Infine Paolo Damilano, candidato del centrodestra: "Ho la fortuna di avere un papà che a volte mi racconta delle cose che gli sono capitate in 96 anni durante i quali ha visto il mondo cambiare. Mi dice che quando andava in collegio morivano i suoi compagni di tubercolosi. Se il virus oggi colpisse i bambini e i ragazzi nessuno avrebbe la minima idea di sospendere la campagna vaccinale o rendere obbligatorio il vaccino. Il tema è che le organizzazioni preposte dicano che il vaccino deve rispondere esattamente a tutte le caratteristiche di sicurezza alle quali rispondono i vaccini. Il green pass è per fare tornare alla vita normale. Dobbiamo capire: fermiamo l'economia o torniamo alla vita normale? Io sono favorevola al green pass per un ritorno a un'economia normale". 

Giusi Greta Di Cristina, candidata del Partito Comunista e della Lista Civica Torino Città Futura, sostiene: "Ho fiducia nella scienza e nei vaccini, pur non potendo non constatare come la geopolitica si sia inserita nelle decisioni del Governo, per esempio attraverso i brevetti. Per quel che concerne il green pass penso che non sia uno strumento che determini la sicurezza sanitaria, dato che è dimostrato che la carica virale si abbassa col tempo e che cambia da soggetto a soggetto. Sono convinta che si debba insistere sulla possibilità di poter accedere ai tamponi rapidi e salivari in forma gratuita per consentire un controllo più esteso e continuo senza gravare ulteriormente sui cittadini".

"In merito al tema dell’obbligo vaccinale siamo fermamente contrari, noi siamo per una libertà di scelta per il vaccino", dichiara Ivano Verra di Italexit, "In merito al Green pass siamo contrari perché non è un documento che possa effettivamente migliorare la situazione sanitaria, ma si presenta come un documento di controllo del sistema". 

"La mia opinione personale non conta. Io ho fatto la scelta di vaccinarmi, ma è una mia scelta", spiega Davide Betti Balducci, candidato sindaco del Partito Gay, "I candidati sindaci che si dicono favorevoli o contrari a obbligo vaccinale o green pass prendono in giro la gente perché da sindaci nulla potrebbero fare a favore o contro". 
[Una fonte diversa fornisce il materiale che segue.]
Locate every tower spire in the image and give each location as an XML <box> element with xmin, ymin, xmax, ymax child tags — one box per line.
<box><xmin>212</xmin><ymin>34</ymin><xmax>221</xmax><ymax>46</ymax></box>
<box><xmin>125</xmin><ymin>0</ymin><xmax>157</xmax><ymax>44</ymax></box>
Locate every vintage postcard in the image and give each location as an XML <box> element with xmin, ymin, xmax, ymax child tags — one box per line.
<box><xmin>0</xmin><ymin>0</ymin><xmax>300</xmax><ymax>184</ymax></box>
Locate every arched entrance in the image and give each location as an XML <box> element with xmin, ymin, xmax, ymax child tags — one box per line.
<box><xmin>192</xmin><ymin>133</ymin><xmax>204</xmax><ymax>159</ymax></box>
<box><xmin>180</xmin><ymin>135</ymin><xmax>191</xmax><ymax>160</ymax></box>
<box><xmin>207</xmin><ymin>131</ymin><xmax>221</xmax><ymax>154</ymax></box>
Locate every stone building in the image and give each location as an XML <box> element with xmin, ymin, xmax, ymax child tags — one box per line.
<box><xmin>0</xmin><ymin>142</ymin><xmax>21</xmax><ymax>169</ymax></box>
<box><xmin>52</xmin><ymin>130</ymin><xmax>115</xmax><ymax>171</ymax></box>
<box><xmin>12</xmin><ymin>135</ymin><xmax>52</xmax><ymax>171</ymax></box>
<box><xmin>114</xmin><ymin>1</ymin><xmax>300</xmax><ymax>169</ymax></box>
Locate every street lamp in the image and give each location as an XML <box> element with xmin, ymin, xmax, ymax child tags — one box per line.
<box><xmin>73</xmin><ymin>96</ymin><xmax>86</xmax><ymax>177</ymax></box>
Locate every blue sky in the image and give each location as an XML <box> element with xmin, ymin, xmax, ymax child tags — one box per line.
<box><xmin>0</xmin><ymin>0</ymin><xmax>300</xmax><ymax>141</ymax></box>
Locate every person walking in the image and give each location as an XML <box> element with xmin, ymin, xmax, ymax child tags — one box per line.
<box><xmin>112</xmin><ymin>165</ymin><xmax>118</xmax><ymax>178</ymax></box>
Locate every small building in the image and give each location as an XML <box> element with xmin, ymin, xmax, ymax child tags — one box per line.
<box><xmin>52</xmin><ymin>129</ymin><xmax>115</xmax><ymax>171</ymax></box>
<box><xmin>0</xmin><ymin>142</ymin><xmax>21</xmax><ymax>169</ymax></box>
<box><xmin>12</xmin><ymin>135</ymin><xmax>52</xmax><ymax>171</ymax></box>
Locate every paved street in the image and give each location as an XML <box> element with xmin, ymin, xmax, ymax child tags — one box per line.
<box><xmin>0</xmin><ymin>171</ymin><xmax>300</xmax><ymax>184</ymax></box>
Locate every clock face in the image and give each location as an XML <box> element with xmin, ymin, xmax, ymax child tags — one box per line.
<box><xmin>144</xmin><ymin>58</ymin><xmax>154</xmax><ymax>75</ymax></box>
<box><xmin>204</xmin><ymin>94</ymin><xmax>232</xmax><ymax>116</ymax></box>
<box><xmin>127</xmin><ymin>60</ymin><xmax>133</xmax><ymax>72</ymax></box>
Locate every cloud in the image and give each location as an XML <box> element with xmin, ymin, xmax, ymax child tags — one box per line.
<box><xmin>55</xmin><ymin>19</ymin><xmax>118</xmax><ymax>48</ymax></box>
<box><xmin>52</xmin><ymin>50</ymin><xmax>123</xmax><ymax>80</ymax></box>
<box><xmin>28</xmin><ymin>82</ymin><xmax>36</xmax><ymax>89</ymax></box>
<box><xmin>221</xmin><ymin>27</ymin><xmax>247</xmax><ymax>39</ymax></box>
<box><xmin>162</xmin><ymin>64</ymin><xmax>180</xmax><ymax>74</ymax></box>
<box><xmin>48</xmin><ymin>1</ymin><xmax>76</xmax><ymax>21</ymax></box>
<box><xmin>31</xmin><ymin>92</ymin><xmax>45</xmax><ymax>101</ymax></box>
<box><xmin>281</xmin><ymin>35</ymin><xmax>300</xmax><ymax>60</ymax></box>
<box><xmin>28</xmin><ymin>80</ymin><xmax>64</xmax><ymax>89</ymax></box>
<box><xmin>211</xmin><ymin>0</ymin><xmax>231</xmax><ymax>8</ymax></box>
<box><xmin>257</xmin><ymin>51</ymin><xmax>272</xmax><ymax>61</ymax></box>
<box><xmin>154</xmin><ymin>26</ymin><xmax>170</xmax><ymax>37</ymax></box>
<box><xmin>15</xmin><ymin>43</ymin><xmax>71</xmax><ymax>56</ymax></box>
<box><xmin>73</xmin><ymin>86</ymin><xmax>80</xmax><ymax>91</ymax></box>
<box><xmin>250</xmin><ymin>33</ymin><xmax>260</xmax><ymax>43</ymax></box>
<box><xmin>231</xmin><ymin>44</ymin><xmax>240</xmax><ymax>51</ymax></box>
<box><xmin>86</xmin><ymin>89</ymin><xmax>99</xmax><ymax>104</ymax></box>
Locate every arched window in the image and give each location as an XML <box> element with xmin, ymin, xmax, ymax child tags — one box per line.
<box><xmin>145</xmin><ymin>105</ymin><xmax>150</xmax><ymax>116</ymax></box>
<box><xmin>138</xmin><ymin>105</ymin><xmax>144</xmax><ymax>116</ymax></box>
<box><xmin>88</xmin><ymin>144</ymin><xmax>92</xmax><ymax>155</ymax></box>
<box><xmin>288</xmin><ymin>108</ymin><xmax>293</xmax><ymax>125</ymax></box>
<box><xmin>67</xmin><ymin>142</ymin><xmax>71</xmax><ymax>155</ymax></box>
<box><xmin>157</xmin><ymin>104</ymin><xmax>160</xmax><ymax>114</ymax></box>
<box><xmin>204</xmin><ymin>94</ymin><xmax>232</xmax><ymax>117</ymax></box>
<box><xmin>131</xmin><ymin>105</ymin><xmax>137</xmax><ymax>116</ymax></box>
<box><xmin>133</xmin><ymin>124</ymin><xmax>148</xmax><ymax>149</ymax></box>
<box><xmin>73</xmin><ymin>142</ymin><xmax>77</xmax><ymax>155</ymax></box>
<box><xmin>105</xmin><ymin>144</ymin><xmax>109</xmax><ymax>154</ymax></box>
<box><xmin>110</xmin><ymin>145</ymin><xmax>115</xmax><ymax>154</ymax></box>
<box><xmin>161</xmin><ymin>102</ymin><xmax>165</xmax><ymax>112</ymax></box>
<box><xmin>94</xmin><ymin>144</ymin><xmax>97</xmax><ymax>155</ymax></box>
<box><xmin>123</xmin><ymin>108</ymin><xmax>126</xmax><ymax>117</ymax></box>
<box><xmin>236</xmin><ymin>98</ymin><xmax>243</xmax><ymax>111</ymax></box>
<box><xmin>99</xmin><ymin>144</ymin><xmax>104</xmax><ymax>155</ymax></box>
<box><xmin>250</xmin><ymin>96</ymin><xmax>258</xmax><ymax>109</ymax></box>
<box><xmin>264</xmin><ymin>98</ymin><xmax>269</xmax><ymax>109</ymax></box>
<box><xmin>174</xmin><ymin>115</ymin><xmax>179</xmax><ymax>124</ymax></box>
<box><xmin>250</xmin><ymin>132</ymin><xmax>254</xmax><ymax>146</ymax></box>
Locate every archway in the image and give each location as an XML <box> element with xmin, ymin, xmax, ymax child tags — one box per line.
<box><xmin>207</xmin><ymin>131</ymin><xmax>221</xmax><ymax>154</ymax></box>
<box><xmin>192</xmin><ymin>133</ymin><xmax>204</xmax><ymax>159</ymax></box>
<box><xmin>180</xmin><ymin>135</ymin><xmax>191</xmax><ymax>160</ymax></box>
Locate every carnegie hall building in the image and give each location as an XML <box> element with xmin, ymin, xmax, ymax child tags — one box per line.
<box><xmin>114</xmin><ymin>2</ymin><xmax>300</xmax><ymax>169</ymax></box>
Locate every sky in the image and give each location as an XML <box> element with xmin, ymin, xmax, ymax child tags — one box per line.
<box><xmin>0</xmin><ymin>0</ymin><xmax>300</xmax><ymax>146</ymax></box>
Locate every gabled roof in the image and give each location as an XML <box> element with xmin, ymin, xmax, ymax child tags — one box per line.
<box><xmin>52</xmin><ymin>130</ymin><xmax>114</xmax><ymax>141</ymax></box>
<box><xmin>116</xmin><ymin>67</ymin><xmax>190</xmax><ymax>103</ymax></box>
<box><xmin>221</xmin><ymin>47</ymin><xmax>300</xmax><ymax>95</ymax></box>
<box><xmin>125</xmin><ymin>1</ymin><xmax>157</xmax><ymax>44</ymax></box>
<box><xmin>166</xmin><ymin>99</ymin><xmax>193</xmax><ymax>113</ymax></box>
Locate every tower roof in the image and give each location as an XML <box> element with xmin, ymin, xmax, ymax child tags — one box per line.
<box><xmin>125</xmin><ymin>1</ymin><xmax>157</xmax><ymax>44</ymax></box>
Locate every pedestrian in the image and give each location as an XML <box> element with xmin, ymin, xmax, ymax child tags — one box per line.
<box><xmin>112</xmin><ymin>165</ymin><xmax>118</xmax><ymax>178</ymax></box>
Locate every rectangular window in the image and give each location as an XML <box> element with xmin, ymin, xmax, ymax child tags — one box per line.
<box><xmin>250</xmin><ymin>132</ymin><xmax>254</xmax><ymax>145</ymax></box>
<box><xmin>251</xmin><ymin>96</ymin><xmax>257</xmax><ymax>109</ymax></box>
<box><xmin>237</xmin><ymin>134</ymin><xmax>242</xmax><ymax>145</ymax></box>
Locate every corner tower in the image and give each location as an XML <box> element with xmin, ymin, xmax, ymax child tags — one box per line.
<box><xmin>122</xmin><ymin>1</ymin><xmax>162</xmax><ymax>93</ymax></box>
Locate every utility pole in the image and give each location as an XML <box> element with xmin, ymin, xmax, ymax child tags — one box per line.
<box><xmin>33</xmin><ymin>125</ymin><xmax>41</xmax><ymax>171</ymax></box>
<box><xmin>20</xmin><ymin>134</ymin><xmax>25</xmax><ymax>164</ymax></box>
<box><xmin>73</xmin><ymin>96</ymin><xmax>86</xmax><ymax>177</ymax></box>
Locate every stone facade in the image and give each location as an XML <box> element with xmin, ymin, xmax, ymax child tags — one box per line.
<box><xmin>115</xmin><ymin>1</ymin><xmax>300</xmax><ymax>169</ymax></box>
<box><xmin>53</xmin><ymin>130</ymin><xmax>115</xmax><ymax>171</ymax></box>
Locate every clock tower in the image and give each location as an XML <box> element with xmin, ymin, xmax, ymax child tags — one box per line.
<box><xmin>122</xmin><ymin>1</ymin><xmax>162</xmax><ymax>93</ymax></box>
Ugo Mattei, candidato sindaco per la lista Futura, ritiene il green pass una 'bestemmia costituzionale': "lo Stato che ricatta i suoi cittadini, fosse pure per le ragioni più nobili del mondo è uno Stato autocratico,  profondamente incostituzionale. La verità è che pur di controllare la popolazione con strumenti informatici nell' interesse dei grandi gruppi globali, le nostre istituzioni hanno perso ogni dignità politica. Quanto all' obbligo vaccinale per il siero anti Covid 19, siamo molto fuori dai paletti costituzionali fin qui rispettati. È presto per dire cosa succederà anche se purtroppo con le istituzioni di garanzia che ci ritroviamo e il regime di conoscenza violento che si sta imponendo non è difficile immaginarlo".